Bernard Morrin, 62, from Thomastown in Naas, benefitted from cash withdrawals and transfers of over €700,000 for personal and family expenses, including tuition fees, foreign travel, and holidays.
A former director of Intensive Community Programmes Limited (ICP), headquartered in Naas, misused company funds intended for the care of vulnerable youth.
Bernard Morrin, 62, from Thomastown in Naas, benefitted from cash withdrawals and transfers of over €700,000 for personal and family expenses, including tuition fees, foreign travel, and holidays.
The sums, according to the Irish Independent, included tuition fees and lodging costs totalling €10,879 for Trinity College and UCD, where Mr Morrin’s children attended, and €9,115 paid to Trailfinders and Freedom Travel.
The money was provided by Tusla and the HSE to go towards the care of young people.
A liquidator’s investigation revealed significant financial mismanagement, including a lack of proper accounting and oversight, and found the company had traded while insolvent.

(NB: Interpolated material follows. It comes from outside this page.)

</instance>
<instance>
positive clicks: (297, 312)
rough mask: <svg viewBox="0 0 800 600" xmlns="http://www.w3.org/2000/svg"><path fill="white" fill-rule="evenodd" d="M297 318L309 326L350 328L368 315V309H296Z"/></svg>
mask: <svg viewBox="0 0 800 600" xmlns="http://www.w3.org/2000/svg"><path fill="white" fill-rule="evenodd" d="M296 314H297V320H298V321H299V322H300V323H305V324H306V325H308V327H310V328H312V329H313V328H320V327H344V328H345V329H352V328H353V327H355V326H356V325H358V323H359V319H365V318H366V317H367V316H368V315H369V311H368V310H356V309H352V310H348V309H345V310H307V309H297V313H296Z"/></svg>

A former ICP manager also misappropriated over €350,000 through petty cash abuse.
Personal expenses included family holidays, shopping, alcohol, lottery tickets, and pet care.
Against a backdrop of misappropriated funds, employees faced wage irregularities, and €200,000 in claims were awarded to staff for labour violations.
The High Court disqualified Morrin from serving as a company director for 12 years, citing serious misuse of public funds provided by Tusla and the HSE.
Asked by the judge if he had any submissions to make on the length of his disqualification, Mr Morrin said he "never wanted to be a director of a company again after the experience I had. I am just not suited to run a business.”
The company collapsed in 2019, leaving creditors with a €1m deficit.